As it has done with cobalt, graphite and rare earths, China appears to be locking up the nickel market.
Nickel’s top producer, Indonesia, in early September decided to accelerate a scheduled ban on ore export shipments, from 2022 to January 1, 2020. The ban which instead took immediate effect on Oct. 28, is to encourage the building of domestic smelters instead of exporting raw nickel, and other metals, for processing abroad. (the country did the same thing in 2014 but lifted the ban three years later).
Is it any coincidence that Indonesia decided in September to ban nickel ore exports, just a few weeks after a meeting between Indonesian president Joko Widodo and Chinese industrial executives, including Xiang Guanda, who in partnership with his wife, runs Tsingshan Holding Group?
We think not. Tsingshan is the world’s biggest stainless steel-maker, and has substantial investments in Indonesian nickel.
The Chinese metals giant is known for causing a major disruption to the nickel market in the mid-2000s, when it and other Chinese companies massively adopted nickel pig iron (NPI), crushing the nickel price. The firm went on to build low-cost NPI plants in Indonesia.

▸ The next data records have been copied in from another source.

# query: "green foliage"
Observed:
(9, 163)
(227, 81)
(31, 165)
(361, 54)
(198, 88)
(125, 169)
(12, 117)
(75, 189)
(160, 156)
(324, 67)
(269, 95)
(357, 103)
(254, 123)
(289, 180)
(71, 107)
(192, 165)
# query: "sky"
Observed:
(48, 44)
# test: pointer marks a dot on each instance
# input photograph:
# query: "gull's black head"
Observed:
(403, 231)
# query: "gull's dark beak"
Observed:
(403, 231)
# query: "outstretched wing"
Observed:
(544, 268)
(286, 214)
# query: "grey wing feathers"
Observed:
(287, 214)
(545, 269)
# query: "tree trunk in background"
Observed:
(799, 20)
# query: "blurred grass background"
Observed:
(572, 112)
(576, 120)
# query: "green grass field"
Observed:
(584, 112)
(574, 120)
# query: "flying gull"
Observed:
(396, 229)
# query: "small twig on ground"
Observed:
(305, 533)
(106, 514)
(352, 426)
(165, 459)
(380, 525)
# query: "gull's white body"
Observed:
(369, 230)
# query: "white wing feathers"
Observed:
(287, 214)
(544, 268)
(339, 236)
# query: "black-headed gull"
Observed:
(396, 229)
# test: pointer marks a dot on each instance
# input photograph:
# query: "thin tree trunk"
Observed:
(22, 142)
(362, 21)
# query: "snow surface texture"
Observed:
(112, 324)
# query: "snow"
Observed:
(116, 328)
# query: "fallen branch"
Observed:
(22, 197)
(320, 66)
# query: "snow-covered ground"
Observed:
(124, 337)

Tsingshan now plans to construct an Indonesian plant to produce nickel-cobalt salts from nickel laterite ores. Using previously uneconomic technology Tsingshan says it will transform class 2 laterite deposits into class 1 metal for the battery market.
Class 2 nickel is primarily used to make stainless steel, which accounts for two-thirds of global nickel demand. Sulfide deposits provide ore for Class 1 nickel users which includes battery manufacturers. These battery-cos purchase nickel sulfate, derived from high-grade nickel sulfide deposits. It’s important to note that less than half of the world’s nickel is suitable for the biggest growth market – EV batteries.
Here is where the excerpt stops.